Il grafico a cura di Susanna Hertrich, ricercatrice nel campo della meta-percezione, compara l’attenzione dell’opinione pubblica e dei media su alcuni temi, con le probabilità statistiche che ciò che di cui parlano si realizzi.

Ora va detto che nell’ultimo anno i morti per terrorismo nei paesi Ocse sono cresciuti del 650%, nonostante nel mondo siano in calo del 10%. Tuttavia, secondo il Center for Disease control and prevention, la probabilità di morire per un attentato (non per forza islamico) è appena una su 20 milioni, due volte meno probabile che perdere la vita in ascensore e cento volte meno probabile che essere colpiti da un asteroide. In confronto si ha circa una possibilità su cinque di morire di cancro. Mentre secondo il Global priorities project la probabilità di perire in un incidente d’auto è una su 10mila, dieci volte minore di quella causata da eventi catastrofici legati al cambiamento climatico, i quali ogni anno divengono sempre più probabili. Morire per il cambiamento climatico è dunque 20mila volte più probabile che perdere la vita in un attacco terroristico. Non consideriamo poi il fatto che la possibilità di esser uccisi da un attentato ad opera di un rifugiato è una su 3,6 miliardi, né che questi dati riguardino prevalentemente gli Usa, dove il terrorismo uccide molto di più che in Italia, luogo in cui i fondamentalisti islamici non causano stragi da oltre 30 anni.

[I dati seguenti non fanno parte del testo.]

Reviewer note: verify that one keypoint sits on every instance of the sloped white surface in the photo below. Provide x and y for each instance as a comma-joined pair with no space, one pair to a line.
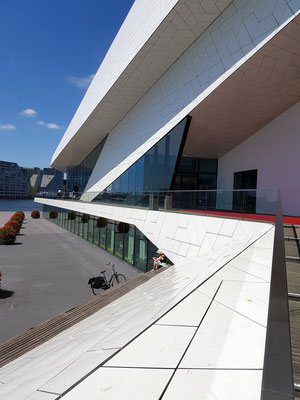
180,236
61,362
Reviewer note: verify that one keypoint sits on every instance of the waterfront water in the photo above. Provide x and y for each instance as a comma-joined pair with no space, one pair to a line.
16,205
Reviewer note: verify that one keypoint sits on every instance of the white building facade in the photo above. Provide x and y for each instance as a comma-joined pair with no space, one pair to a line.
182,142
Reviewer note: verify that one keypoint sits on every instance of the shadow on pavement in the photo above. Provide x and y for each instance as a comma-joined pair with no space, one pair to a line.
5,294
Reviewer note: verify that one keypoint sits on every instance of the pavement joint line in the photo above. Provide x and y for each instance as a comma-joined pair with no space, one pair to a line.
21,344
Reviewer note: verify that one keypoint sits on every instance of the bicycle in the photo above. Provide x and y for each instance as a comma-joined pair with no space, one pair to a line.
98,283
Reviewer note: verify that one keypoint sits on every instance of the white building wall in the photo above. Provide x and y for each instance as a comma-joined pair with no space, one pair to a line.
275,152
180,236
243,28
144,17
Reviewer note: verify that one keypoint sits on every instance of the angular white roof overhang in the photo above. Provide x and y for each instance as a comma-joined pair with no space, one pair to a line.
150,40
256,93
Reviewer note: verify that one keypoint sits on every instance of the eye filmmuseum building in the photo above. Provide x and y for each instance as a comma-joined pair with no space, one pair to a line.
188,140
195,107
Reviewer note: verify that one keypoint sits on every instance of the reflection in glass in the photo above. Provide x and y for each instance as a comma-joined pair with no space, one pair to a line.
119,238
155,169
77,177
140,251
118,247
96,233
129,245
90,230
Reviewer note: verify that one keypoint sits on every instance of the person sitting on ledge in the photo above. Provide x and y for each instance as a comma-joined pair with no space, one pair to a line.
158,261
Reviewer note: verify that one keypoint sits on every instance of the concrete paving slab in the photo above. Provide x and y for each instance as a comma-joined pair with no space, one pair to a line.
47,269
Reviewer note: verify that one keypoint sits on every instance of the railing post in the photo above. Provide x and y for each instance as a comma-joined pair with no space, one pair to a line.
278,370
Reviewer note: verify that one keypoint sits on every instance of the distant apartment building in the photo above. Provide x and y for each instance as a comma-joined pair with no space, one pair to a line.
13,182
52,180
33,179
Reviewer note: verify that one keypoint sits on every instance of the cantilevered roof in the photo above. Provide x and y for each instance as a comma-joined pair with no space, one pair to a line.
152,37
256,93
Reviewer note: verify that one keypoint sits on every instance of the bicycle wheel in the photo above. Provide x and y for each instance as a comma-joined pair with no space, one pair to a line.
119,278
96,290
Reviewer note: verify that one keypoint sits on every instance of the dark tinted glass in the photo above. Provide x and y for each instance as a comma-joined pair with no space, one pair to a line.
154,171
77,177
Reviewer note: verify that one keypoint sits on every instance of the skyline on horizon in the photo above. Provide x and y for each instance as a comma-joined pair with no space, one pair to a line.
49,65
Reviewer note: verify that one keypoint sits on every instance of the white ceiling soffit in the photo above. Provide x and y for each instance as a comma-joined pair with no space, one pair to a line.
154,34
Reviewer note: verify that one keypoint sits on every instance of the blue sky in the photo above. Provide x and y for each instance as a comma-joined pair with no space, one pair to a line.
49,49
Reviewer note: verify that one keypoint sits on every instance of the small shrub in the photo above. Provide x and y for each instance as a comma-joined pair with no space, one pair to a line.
7,235
122,227
72,215
53,214
85,218
35,214
101,222
15,225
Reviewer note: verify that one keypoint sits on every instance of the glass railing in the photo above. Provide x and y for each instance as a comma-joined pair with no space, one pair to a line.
234,201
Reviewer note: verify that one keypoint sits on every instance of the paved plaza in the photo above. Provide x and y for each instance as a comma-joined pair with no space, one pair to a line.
47,269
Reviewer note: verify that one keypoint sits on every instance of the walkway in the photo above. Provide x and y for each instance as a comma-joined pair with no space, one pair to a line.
47,269
197,328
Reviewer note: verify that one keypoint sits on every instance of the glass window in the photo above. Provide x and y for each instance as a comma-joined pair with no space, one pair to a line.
124,182
103,237
90,229
110,236
131,179
140,250
85,223
119,238
80,225
129,245
77,177
153,171
96,234
151,253
116,186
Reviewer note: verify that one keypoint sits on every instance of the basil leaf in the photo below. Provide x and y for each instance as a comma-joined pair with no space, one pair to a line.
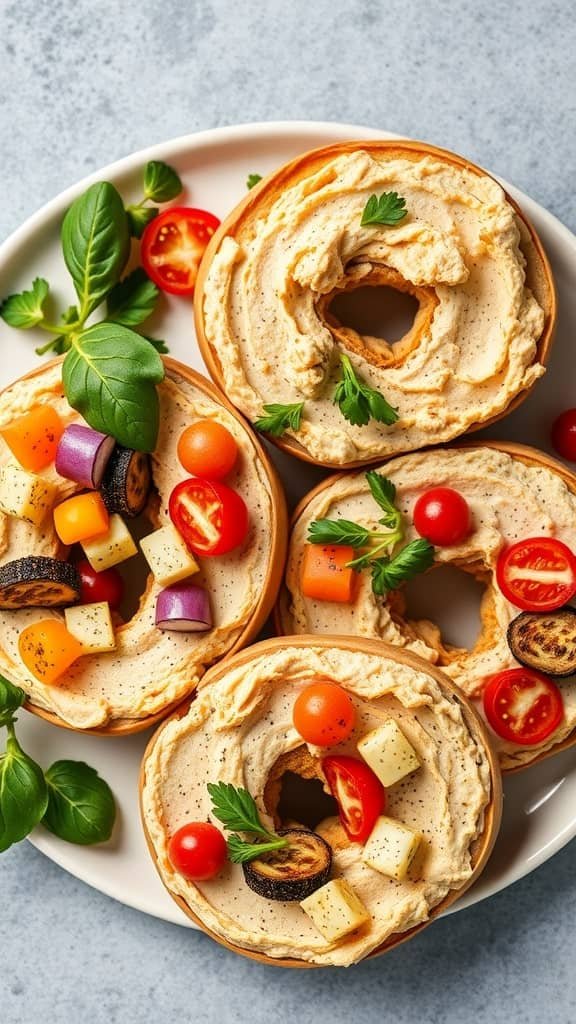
161,182
24,797
81,807
95,244
132,300
27,308
109,377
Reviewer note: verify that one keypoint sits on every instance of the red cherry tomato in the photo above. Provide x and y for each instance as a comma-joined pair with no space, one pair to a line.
211,517
172,246
198,851
105,586
359,793
523,706
207,449
564,434
537,574
324,714
442,516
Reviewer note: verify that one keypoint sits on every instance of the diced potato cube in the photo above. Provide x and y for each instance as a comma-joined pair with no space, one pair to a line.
111,548
168,556
26,496
391,848
335,909
91,625
388,753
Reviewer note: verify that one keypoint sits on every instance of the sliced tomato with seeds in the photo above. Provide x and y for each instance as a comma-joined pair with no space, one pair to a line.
523,706
172,247
359,794
537,574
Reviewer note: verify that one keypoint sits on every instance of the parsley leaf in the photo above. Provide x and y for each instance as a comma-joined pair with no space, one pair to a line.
389,208
280,418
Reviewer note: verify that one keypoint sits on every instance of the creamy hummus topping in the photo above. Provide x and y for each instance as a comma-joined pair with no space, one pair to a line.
236,730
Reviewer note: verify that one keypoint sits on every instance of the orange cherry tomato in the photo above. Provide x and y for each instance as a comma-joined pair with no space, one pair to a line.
33,438
81,517
325,574
324,714
206,449
48,649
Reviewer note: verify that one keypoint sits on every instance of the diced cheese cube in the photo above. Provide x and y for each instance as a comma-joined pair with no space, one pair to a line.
26,496
91,625
335,909
391,848
168,556
111,548
388,753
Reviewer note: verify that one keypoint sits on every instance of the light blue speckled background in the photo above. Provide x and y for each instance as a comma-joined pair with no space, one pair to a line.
83,82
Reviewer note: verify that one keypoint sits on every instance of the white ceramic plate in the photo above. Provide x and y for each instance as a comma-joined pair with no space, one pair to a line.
540,804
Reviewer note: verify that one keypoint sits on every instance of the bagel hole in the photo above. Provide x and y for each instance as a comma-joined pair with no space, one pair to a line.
304,801
376,311
451,599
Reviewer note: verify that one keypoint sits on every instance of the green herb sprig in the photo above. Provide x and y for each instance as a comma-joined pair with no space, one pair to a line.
70,799
236,809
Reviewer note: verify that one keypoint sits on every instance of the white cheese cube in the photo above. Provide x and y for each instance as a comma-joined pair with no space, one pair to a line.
26,496
335,909
168,556
91,625
111,548
388,753
391,848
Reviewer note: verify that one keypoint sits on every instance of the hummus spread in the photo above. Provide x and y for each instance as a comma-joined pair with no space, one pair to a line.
150,669
457,249
508,501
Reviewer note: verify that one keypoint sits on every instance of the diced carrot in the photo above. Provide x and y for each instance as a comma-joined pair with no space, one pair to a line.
48,649
33,438
81,517
325,574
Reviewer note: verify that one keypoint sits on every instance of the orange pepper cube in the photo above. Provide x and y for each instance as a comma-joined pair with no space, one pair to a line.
33,438
81,517
48,649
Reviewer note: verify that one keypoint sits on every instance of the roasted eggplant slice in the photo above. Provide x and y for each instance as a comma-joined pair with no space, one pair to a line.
545,640
126,481
293,872
38,582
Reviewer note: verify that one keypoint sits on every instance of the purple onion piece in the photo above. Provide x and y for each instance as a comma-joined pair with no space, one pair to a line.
82,455
184,608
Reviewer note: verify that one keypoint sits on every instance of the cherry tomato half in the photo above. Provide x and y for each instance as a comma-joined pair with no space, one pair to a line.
198,851
523,706
359,793
172,246
211,517
207,449
324,714
442,516
537,574
105,586
564,434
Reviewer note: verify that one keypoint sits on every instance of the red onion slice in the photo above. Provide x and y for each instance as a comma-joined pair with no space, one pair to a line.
82,455
184,608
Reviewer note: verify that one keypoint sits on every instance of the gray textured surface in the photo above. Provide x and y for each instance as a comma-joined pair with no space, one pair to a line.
82,83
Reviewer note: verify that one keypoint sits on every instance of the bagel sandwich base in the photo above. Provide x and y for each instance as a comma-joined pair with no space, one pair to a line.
279,539
482,847
259,201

La cosa peggiore non è tanto il fatto che vi siano leader politici che strumentalizzano vittime e attentati per accaparrare voti. Così facendo, si comportano da sciacalli. Quello che è ancora più inaccettabile è che chi si dovrebbe occupare di informare, dissemini piuttosto una percezione distorta della realtà, pericolosa per gli equilibri democratici e di conseguenza per la libertà di espressione.

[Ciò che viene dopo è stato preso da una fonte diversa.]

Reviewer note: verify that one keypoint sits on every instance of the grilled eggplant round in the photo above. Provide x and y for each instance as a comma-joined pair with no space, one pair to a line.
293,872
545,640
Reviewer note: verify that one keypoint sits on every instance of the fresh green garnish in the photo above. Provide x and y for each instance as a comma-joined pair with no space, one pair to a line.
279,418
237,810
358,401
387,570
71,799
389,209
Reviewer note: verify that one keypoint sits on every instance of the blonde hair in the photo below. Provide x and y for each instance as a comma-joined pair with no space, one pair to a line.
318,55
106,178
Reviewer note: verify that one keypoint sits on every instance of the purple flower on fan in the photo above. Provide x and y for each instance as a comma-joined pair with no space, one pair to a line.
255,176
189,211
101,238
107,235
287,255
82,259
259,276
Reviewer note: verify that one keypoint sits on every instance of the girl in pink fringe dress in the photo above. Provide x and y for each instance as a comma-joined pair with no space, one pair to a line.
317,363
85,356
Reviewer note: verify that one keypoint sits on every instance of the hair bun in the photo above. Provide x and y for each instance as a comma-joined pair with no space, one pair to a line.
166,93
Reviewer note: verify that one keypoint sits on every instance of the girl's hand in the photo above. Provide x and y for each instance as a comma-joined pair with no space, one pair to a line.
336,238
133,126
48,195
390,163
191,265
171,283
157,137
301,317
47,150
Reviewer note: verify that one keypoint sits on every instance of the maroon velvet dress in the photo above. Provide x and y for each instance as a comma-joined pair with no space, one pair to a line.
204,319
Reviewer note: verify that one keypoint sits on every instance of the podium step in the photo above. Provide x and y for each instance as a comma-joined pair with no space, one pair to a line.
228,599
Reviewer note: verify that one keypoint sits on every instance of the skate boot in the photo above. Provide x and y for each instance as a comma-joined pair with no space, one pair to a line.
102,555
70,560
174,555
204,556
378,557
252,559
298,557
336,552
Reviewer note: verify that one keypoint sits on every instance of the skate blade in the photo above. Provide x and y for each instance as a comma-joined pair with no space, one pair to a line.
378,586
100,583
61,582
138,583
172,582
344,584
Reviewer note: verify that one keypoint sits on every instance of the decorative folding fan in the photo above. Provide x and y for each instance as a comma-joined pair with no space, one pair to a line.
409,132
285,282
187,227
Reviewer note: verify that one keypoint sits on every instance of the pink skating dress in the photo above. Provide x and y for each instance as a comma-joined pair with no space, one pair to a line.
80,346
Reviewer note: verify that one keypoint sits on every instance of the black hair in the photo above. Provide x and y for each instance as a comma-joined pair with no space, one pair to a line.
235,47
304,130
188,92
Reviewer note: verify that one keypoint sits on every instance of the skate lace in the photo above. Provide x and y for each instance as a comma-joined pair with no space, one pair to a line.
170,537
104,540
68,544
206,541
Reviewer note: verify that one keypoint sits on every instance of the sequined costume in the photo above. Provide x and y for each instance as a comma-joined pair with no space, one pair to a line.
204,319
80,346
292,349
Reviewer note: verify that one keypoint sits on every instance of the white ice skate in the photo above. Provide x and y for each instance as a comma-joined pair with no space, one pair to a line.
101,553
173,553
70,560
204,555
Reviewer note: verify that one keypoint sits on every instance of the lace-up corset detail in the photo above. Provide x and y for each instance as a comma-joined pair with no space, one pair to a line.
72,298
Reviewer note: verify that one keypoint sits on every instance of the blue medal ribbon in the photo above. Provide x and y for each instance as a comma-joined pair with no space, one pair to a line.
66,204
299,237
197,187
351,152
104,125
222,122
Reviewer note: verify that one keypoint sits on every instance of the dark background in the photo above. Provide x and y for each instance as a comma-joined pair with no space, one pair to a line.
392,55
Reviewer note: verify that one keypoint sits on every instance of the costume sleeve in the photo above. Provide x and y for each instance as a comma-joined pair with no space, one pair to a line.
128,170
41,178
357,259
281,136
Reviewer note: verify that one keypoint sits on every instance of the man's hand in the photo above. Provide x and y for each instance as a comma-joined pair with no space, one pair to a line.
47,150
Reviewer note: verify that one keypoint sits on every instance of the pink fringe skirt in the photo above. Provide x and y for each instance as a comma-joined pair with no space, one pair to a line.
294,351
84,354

Nel 2015 a Londra sono state uccise 573 persone e in media ogni due giorni ci sono tre omicidi. Ora è indiscutibile che le vittime di Westminister siano una tragedia, ma come anche denunciato da Simon Jenkins sulla Bbc, stiamo usando due pesi e due misure per approcciarci alla realtà dei fatti, e questo ci sta facendo giustificare decisioni politiche terribili. Nel 2017 in Italia spenderemo 64 milioni di euro al giorno in difesa, una crescita del 21% in 10 anni. Mentre in ricerca e sviluppo, ovvero nell’unica soluzione a pericoli più imminenti, investiamo 349 milioni milioni all’anno (altro che al giorno).

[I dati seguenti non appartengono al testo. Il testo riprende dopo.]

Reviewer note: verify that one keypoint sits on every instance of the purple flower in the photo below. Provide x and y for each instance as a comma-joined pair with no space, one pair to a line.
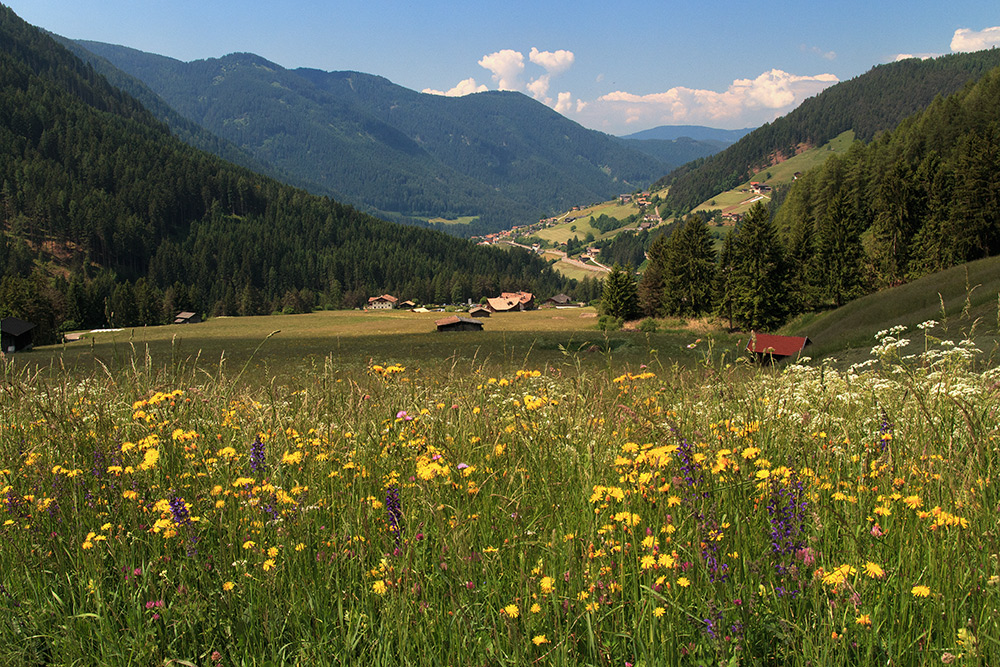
257,455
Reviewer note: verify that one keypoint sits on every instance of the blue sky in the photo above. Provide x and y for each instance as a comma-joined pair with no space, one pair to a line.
617,67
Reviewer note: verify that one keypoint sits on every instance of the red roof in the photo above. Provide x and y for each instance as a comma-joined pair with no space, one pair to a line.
778,346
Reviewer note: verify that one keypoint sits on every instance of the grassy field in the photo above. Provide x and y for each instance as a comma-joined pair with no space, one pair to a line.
249,346
392,504
964,300
738,199
563,232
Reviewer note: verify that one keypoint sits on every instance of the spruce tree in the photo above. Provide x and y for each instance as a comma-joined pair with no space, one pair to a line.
620,298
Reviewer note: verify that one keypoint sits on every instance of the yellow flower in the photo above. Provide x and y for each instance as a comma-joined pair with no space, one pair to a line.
874,570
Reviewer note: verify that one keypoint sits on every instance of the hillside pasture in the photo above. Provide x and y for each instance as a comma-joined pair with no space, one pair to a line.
286,346
739,199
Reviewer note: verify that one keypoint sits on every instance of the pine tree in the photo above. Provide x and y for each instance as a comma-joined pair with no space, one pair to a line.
620,298
759,275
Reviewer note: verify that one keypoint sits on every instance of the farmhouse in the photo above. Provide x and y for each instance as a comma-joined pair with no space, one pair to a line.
456,323
769,347
383,302
479,311
511,301
15,334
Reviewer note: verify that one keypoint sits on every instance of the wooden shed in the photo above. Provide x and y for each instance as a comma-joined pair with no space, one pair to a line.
187,317
456,323
770,347
15,334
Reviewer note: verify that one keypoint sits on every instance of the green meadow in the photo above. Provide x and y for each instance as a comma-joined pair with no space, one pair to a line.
358,489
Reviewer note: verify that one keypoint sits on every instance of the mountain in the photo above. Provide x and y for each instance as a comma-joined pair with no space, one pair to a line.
109,219
695,132
500,156
869,104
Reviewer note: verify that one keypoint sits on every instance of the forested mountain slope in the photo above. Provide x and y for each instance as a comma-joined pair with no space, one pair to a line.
106,218
868,104
498,155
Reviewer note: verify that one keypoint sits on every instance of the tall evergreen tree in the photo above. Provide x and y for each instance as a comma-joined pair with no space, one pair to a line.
620,298
759,274
690,269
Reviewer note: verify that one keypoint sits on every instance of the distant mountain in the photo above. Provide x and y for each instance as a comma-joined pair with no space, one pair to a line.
695,132
677,152
498,155
108,219
869,104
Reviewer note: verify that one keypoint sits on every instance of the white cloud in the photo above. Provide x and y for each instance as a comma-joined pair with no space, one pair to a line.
746,101
466,87
921,56
506,66
966,40
554,62
564,103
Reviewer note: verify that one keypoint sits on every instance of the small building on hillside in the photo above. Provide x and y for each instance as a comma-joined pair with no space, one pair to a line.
382,302
511,301
479,311
15,334
771,348
457,323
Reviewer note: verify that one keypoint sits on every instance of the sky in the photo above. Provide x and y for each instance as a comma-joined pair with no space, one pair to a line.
617,67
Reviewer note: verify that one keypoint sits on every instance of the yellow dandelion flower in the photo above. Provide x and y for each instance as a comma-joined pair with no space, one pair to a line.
874,570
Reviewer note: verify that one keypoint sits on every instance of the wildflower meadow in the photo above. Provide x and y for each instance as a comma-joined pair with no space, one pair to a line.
725,513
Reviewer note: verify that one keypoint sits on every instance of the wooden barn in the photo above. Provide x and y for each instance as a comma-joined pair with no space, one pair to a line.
770,347
456,323
187,317
15,334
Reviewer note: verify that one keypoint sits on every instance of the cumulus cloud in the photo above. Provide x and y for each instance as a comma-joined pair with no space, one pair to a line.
746,100
466,87
554,62
966,40
507,69
506,66
921,56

Di conseguenza se proprio vogliamo parlare di terrorismo, oltre che sui dati, perché non ragionare su quanto ricerca e innovazione stiano progredendo in questo campo? Il mondo è ricco di iniziative di integrazione che, quotidianamente, lottano con successo per scongiurare i conflitti religiosi, ma che sono praticamente sconosciute. Quando parliamo di difesa, dovremo illustrare anche i piani di difesa pubblica contro lo jihadismo basati sull’innovazione sociale, e non solo sugli eserciti. Piuttosto che dare voce a chi considera tutte le moschee come centri di reclutamento, diamo risonanza a progetti reali come “The House of One”, luogo di culto e integrazione per cristiani, ebrei e musulmani realizzato dallo studio architettonico italo-tedesco Kuehn-Malvezzi.
Solo cambiando il nostro approccio alla comunicazione e riappropriandoci del senso della misura potremo sperare di attraversare l’immenso mare che separa percezione e realtà. Questo è lo stesso vuoto che intercorre tra la post-verità e le verità dei fatti, e che oggi compromette le vite e le coscienze di milioni di persone.